Guinée / Syndicat : les enseignants voient peut-être enfin le bout du tunnel

Des jeunes manifestants installent des barricades sur la route lors d'affrontements avec la police guinéenne, à Conakry, le 21 novembre. Photo : AFP

NEWSROOM (ADV) – Au terme de plusieurs jours de négociations tendues, le gouvernement et le Syndicat libre des enseignants et chercheurs de Guinée (SLECG) ont signé tard jeudi un protocole d’accord de sortie de crise.

Celui-ci permet de facto la levée de la grève déclenchée par le SLECG depuis l’ouverture des classes en octobre 2018 et dont le mot d’ordre était suivi par certains enseignants.

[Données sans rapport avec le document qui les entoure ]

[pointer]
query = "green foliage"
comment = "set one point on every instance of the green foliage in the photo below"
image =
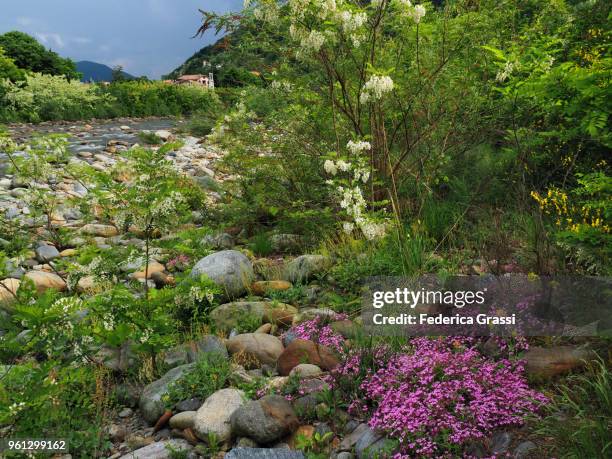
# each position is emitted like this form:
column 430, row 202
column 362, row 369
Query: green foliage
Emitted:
column 30, row 55
column 210, row 374
column 8, row 69
column 149, row 138
column 579, row 418
column 44, row 97
column 54, row 401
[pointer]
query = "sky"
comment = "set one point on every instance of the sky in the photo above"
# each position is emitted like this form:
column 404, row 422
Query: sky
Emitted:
column 146, row 37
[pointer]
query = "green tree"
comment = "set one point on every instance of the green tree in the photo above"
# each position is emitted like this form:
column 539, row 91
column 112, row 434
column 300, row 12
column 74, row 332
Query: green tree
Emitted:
column 29, row 54
column 8, row 69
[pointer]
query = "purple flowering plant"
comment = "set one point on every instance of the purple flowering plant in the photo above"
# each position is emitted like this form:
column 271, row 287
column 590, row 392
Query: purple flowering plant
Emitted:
column 436, row 395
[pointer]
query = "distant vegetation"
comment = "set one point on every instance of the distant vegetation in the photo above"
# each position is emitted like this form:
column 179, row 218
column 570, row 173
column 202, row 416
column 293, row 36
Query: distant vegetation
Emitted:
column 28, row 54
column 94, row 71
column 38, row 85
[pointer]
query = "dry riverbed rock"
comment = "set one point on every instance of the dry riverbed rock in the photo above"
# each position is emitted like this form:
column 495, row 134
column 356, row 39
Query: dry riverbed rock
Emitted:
column 214, row 415
column 257, row 348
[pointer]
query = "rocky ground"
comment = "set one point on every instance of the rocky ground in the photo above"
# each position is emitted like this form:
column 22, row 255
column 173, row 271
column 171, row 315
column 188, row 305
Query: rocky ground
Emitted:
column 265, row 428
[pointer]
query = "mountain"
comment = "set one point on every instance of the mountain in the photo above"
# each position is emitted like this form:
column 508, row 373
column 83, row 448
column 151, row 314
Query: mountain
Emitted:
column 232, row 63
column 97, row 72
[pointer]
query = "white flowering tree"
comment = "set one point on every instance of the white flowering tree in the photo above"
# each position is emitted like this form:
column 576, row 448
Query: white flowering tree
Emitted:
column 373, row 64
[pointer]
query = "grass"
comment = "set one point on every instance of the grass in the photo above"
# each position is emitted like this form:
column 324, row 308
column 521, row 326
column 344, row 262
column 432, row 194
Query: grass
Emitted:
column 579, row 418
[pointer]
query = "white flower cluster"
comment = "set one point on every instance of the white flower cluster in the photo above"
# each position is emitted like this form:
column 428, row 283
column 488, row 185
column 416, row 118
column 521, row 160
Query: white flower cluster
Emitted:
column 376, row 87
column 284, row 86
column 503, row 74
column 351, row 197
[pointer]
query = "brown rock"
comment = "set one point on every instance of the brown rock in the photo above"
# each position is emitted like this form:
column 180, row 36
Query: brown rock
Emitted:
column 8, row 289
column 261, row 287
column 154, row 267
column 305, row 351
column 303, row 431
column 45, row 281
column 264, row 348
column 548, row 362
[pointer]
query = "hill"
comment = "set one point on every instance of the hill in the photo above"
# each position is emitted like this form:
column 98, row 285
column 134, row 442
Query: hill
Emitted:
column 232, row 64
column 94, row 71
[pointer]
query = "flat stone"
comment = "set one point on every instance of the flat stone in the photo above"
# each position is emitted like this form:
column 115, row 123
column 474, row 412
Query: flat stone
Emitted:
column 160, row 450
column 263, row 453
column 183, row 420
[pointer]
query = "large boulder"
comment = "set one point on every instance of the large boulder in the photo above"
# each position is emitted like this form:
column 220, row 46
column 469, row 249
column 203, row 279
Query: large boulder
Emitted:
column 44, row 281
column 150, row 402
column 263, row 348
column 45, row 253
column 95, row 229
column 228, row 316
column 265, row 420
column 229, row 269
column 195, row 350
column 263, row 453
column 304, row 351
column 167, row 449
column 305, row 267
column 213, row 417
column 545, row 363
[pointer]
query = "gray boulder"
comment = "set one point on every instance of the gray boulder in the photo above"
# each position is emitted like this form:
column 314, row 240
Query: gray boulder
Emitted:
column 160, row 450
column 219, row 241
column 265, row 420
column 150, row 402
column 229, row 269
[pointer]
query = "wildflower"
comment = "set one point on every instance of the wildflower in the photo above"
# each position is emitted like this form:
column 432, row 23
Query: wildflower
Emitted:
column 376, row 87
column 330, row 167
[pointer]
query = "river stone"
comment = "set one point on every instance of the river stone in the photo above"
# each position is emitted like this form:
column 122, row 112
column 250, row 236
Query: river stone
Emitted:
column 263, row 453
column 213, row 417
column 265, row 420
column 183, row 420
column 8, row 289
column 264, row 348
column 150, row 402
column 305, row 370
column 305, row 351
column 305, row 267
column 160, row 450
column 229, row 315
column 46, row 253
column 221, row 241
column 95, row 229
column 194, row 350
column 45, row 281
column 524, row 449
column 230, row 269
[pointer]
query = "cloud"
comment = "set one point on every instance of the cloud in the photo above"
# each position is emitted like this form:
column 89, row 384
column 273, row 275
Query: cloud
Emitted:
column 81, row 40
column 51, row 38
column 24, row 21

Concernant l’augmentation salariale de tous les enseignants à 8 millions de francs guinéens (870 dollars) réclamée par le SLECG, il a été prévu de mettre en place une commission mixte gouvernement-syndicat chargée d’assainir le fichier du personnel afin de dénicher tous les enseignants fictifs.

Cette opération de recensement permettra de générer des fonds importants qui seront reversés sur les salaires des enseignants en situation de classe. Par ailleurs, les enseignants qui ont été mutés dans certaines zones pour fait de grève seront immédiatement réhabilités, toujours selon l’accord de sortie de crise.

Dans le cadre de l’amélioration des conditions de vie des enseignants, le texte stipule que le gouvernement construira des logements sociaux et que le personnel enseignant soit prioritaire pour l’obtention de logements sociaux.

Enfin, eu égard aux perturbations enregistrées durant la grève, les parties prenantes ont recommandé l’organisation de cours de rattrapage dans toutes les écoles publiques pour une mise à niveaux des élèves.

Après une entente sur l’ensemble des points de revendication des grévistes, le SLECG dirigé par Aboubacar Soumah a décidé de lever son mot d’ordre de grève, invitant les enseignants à reprendre le chemin de l’école dans les jours à venir.